Rudy bowed his head, breathing hard. "I'm sorry," he said. "I'm sorry. But even if I'd been here, there was nothing I could have done."

"I know that," Alde said softly. "But you're the only father he knows, and a wizard. He feels that if you had been here, you could have done something. I think he'll realize differently, in time."

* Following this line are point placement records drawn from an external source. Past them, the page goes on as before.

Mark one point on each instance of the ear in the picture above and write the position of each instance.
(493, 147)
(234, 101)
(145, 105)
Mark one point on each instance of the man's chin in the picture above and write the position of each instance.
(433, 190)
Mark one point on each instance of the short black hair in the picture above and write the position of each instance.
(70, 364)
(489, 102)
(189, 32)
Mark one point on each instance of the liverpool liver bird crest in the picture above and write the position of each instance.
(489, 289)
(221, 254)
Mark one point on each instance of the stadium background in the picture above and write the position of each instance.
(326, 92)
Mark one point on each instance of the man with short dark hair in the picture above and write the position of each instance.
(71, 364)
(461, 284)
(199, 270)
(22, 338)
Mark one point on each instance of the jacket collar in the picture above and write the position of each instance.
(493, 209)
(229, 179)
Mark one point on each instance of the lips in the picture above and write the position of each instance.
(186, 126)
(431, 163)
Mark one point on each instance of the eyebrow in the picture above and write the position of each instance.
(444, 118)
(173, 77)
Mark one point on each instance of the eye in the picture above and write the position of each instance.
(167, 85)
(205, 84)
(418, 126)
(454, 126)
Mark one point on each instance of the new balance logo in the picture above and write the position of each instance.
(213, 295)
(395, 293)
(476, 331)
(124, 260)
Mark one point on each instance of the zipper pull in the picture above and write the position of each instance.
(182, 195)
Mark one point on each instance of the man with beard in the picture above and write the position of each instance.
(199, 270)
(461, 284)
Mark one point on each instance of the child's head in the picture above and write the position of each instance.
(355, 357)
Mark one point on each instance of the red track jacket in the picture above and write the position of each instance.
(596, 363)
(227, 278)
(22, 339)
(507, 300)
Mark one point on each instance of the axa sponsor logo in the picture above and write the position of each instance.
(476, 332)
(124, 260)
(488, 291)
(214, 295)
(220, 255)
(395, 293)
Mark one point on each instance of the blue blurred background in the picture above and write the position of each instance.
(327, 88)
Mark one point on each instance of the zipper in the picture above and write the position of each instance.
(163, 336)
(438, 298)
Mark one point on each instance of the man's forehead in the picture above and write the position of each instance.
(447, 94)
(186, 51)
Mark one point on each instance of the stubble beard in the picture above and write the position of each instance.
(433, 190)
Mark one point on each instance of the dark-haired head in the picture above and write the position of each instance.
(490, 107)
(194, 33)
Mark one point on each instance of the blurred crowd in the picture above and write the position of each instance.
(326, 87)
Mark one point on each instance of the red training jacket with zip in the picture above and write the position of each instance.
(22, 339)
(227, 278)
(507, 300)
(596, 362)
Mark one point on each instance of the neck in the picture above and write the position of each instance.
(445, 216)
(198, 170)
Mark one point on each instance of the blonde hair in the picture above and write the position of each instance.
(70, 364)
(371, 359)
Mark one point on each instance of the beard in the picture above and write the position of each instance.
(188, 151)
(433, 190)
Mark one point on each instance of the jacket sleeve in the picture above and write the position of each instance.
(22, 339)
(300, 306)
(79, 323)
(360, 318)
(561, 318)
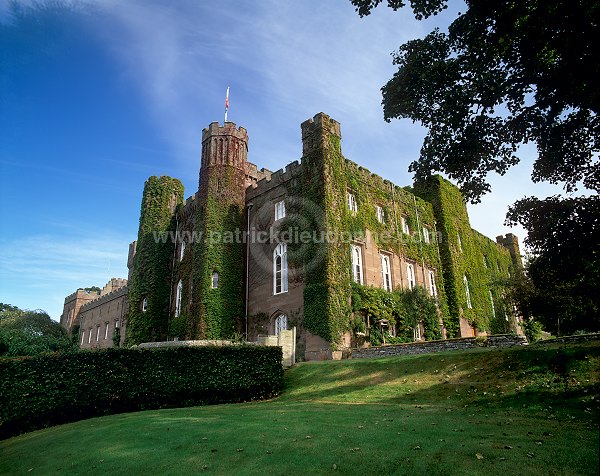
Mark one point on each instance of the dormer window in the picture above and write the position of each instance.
(351, 203)
(279, 210)
(380, 215)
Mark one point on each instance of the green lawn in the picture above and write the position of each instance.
(518, 411)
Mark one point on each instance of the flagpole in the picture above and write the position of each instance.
(226, 103)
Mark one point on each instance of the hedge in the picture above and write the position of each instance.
(37, 392)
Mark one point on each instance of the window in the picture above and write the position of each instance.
(357, 264)
(351, 203)
(280, 269)
(432, 287)
(279, 210)
(467, 292)
(404, 223)
(410, 275)
(417, 331)
(280, 324)
(426, 238)
(386, 275)
(178, 299)
(380, 215)
(493, 310)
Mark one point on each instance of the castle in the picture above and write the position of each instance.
(254, 252)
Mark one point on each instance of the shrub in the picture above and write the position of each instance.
(37, 392)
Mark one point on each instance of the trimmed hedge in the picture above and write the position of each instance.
(38, 392)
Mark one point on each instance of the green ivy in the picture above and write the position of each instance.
(151, 273)
(462, 252)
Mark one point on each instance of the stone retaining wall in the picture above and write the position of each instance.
(570, 339)
(428, 347)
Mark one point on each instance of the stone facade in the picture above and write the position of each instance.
(249, 286)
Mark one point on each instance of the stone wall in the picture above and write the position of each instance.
(428, 347)
(570, 339)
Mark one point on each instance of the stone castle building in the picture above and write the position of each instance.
(254, 251)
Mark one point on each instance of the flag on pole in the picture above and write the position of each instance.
(226, 103)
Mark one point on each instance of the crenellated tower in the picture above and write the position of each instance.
(219, 258)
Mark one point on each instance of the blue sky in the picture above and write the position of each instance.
(100, 95)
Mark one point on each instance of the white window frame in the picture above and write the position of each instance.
(493, 308)
(280, 271)
(357, 273)
(380, 214)
(426, 237)
(432, 286)
(404, 223)
(386, 272)
(467, 292)
(410, 275)
(280, 210)
(417, 332)
(351, 200)
(280, 324)
(178, 295)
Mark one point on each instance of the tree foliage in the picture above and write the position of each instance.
(505, 74)
(29, 333)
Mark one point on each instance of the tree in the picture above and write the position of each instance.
(31, 333)
(508, 73)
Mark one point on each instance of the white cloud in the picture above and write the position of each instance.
(43, 269)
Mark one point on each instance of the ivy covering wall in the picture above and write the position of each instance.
(466, 252)
(151, 273)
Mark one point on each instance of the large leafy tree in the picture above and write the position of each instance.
(509, 72)
(30, 333)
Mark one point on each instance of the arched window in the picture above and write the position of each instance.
(280, 324)
(410, 275)
(280, 269)
(357, 264)
(178, 299)
(386, 275)
(467, 292)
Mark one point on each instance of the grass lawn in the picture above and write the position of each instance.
(517, 411)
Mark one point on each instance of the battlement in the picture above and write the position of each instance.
(104, 299)
(229, 128)
(80, 293)
(273, 179)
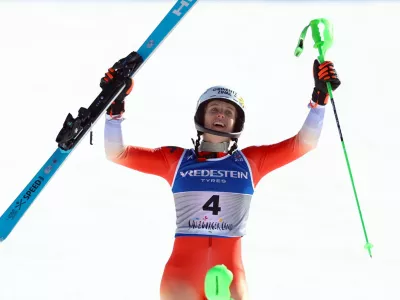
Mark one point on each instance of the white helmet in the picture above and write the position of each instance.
(225, 94)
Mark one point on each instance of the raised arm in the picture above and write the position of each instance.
(264, 159)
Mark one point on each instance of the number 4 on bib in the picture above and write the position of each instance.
(212, 205)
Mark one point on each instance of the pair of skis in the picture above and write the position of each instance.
(75, 129)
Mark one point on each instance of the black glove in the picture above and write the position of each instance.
(121, 72)
(323, 73)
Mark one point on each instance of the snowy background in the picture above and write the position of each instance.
(101, 231)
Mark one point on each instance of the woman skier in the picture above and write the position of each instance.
(213, 183)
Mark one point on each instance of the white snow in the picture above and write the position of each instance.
(101, 231)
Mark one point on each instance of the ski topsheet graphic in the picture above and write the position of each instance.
(74, 129)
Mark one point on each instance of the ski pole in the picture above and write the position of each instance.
(323, 46)
(217, 282)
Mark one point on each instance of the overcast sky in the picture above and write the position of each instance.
(101, 231)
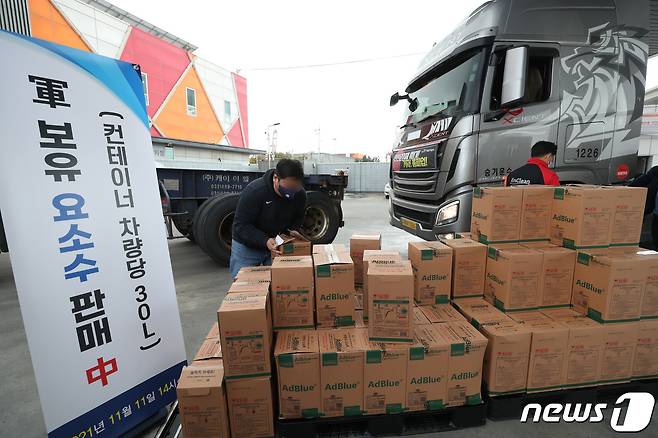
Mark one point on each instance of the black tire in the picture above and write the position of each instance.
(214, 230)
(196, 221)
(321, 221)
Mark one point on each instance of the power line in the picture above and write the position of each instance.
(329, 64)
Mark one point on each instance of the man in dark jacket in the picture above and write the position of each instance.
(274, 203)
(536, 170)
(650, 181)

Not if he keeps being looked after by Linnet, Rudy thought glumly. Not if he talks to the parents of those kids. He had seen the way they looked at him when they'd pass in

the corridors.

They stood silent for a time in the near-dark, her hands upon his waist and his on her shoulders, his head bowed so that their foreheads touched, not knowing what to say. Knowing there was nothing they could say. Far off someone called out, "Wrynna? Wrynna, are you home?" and rattled the makeshift shutters. Elsewhere a pair of cats snarled and swore at one another in age-old territorial dispute. Rudy sighed and pulled Alde close, tasting the tang of betony tisane on her lips as he kissed her. "So," he said, "you wanna go hunt for spuds?"

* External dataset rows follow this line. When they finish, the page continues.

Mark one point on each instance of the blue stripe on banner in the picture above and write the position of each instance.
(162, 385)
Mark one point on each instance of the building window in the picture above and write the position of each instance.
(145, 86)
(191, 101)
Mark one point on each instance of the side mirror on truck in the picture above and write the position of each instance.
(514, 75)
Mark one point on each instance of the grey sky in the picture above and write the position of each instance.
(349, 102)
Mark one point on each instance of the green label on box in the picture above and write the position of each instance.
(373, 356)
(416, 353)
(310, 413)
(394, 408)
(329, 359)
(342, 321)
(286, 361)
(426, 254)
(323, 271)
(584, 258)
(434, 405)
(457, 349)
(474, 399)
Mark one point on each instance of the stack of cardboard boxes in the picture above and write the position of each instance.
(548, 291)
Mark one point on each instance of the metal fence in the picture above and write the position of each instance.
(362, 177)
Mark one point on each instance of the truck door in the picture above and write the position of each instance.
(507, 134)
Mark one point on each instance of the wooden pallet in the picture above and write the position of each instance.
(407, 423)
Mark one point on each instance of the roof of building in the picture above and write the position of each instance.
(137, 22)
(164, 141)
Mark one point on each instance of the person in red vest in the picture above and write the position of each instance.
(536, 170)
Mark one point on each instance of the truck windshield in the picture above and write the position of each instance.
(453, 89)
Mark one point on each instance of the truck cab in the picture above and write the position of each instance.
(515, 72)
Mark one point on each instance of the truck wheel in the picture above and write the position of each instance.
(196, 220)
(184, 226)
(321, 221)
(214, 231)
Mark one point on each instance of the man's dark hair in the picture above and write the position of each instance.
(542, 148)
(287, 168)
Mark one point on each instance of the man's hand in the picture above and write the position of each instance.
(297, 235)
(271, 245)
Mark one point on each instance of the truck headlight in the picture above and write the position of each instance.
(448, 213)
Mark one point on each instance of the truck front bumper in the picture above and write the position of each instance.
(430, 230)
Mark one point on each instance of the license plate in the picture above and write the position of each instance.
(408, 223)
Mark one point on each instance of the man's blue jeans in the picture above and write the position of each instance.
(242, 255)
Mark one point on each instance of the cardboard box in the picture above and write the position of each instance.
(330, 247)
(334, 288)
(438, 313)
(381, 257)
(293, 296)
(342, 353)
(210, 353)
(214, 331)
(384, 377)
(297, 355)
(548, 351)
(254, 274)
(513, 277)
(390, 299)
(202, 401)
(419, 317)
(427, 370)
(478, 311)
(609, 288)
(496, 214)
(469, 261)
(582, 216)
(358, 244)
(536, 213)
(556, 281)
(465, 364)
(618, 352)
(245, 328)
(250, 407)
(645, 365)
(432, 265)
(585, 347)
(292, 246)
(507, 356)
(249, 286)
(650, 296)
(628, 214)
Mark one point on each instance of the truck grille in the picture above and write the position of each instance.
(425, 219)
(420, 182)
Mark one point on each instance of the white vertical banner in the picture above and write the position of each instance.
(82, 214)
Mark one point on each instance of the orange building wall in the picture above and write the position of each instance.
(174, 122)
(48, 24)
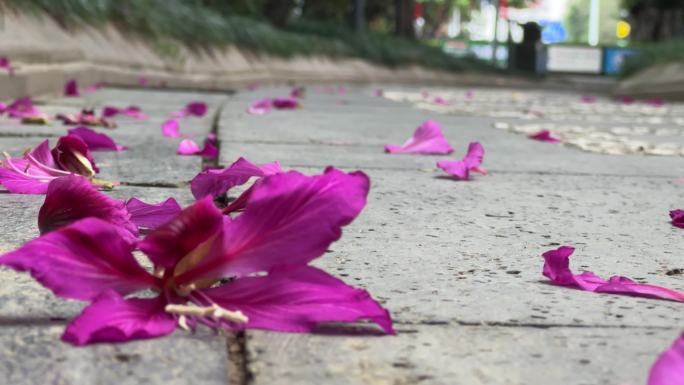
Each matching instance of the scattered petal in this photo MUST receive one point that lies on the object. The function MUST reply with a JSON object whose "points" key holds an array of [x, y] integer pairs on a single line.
{"points": [[81, 261], [669, 367], [428, 139], [216, 182], [544, 136], [111, 318], [152, 216], [297, 300], [95, 140], [557, 269]]}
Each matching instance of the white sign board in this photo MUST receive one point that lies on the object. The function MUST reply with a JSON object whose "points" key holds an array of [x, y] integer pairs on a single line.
{"points": [[574, 59]]}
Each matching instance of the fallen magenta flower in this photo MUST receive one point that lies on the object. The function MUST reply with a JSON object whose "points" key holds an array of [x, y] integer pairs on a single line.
{"points": [[285, 103], [428, 139], [71, 88], [5, 64], [260, 107], [216, 182], [544, 136], [95, 140], [198, 109], [170, 128], [248, 272], [72, 198], [557, 269], [130, 111], [460, 169], [32, 173], [669, 367], [86, 118], [189, 147], [677, 217]]}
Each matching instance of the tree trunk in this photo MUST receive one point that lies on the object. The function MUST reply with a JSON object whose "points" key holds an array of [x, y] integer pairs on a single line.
{"points": [[404, 18]]}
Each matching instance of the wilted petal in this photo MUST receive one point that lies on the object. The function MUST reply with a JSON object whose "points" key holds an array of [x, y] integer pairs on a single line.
{"points": [[290, 219], [72, 154], [81, 261], [297, 300], [170, 128], [677, 217], [471, 162], [217, 182], [172, 241], [285, 103], [151, 216], [428, 139], [71, 88], [544, 136], [669, 367], [111, 318], [71, 198], [96, 140], [260, 107], [557, 269]]}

Whichever of Tir's remote ancestors had seen or known anything about the western end of the fifth level north, he, and thus Tir-would not have recognized the place now. At some point in the Keep's long history, the place had become a tight-congested slum, cells subdivided off cells, corridors cut into rooms, minor rights-of-way carved through corners of other cells.

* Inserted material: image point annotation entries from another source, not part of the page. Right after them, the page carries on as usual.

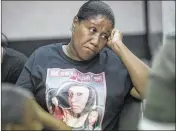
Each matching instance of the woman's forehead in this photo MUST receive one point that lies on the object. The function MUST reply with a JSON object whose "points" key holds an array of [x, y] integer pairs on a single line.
{"points": [[81, 89], [99, 21]]}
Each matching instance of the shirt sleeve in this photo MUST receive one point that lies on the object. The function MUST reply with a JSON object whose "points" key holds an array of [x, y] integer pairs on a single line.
{"points": [[25, 79]]}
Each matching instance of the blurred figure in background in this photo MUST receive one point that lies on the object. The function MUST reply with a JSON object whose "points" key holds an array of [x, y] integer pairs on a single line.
{"points": [[12, 62], [159, 109], [21, 112], [18, 110]]}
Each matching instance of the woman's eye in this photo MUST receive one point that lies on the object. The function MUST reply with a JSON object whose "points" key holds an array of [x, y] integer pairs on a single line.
{"points": [[93, 30], [104, 36]]}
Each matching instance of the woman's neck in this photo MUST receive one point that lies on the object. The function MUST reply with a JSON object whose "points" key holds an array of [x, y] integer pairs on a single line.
{"points": [[70, 51]]}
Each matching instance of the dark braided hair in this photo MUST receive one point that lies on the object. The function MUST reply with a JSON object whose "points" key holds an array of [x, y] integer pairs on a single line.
{"points": [[95, 8]]}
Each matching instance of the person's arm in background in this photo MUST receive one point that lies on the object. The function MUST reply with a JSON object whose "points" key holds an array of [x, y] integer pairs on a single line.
{"points": [[137, 69], [17, 69], [26, 81], [159, 109]]}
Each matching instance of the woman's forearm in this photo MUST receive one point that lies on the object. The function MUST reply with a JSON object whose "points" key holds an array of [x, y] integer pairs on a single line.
{"points": [[137, 69], [49, 121]]}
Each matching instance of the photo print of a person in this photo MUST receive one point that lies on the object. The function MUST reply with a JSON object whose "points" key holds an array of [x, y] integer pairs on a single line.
{"points": [[73, 102], [94, 119]]}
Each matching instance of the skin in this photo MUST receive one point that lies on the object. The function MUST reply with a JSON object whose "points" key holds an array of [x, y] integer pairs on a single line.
{"points": [[89, 38], [78, 97], [93, 117]]}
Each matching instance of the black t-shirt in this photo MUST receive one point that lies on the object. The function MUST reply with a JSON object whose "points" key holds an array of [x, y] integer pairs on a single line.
{"points": [[12, 65], [75, 91]]}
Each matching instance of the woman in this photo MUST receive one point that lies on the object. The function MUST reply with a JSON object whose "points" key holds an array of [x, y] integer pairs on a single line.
{"points": [[72, 107], [113, 68]]}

Walls of dirty, desiccated wood or insufficiently plastered lath at once blocked and guided the way; pipes and conduits ran along the floors, or overhead, where water had been pirated from fountains. The place stank to heaven of rats and guano and abounded in statues of the smiling and ubiquitous Saint Bounty, adorned with stolen glowstones.

Rudy removed the glowstone from before a particularly refulgent image-there were limited quantities of the magic lights, far too few to let them be used as votives-and by its moony radiance studied the beneficent face, the tiny representations of woolpacks, fruits, hams, cheeses, eggs. "There anything wrong with that that you can see, babe?"

"Are you speaking theologically or aesthetically?" She considered it, tilting her head, her dark, heavy hair catching blue glints in the light. "I've never heard of Saint Bounty before this year-I mean, he's not a real saint-and Tir could model a better figure than that and has better taste in colors."

The foodstuffs represented were certainly garish, pinks and greens and reds and golds, like a lush photograph in a cookbook, and above the collar of his curiously chalky robe, Saint Bounty's round, beaming countenance looked rouged. Rudy wondered if that was what Gil had meant. "Maybe he's the patron saint of makeup? Like St. Maybelline in my world? Is that supposed to be a sheepskin he's sitting on?" "It has to be," Alde said. "No one would portray a Holy One perched on a plate of pig entrails."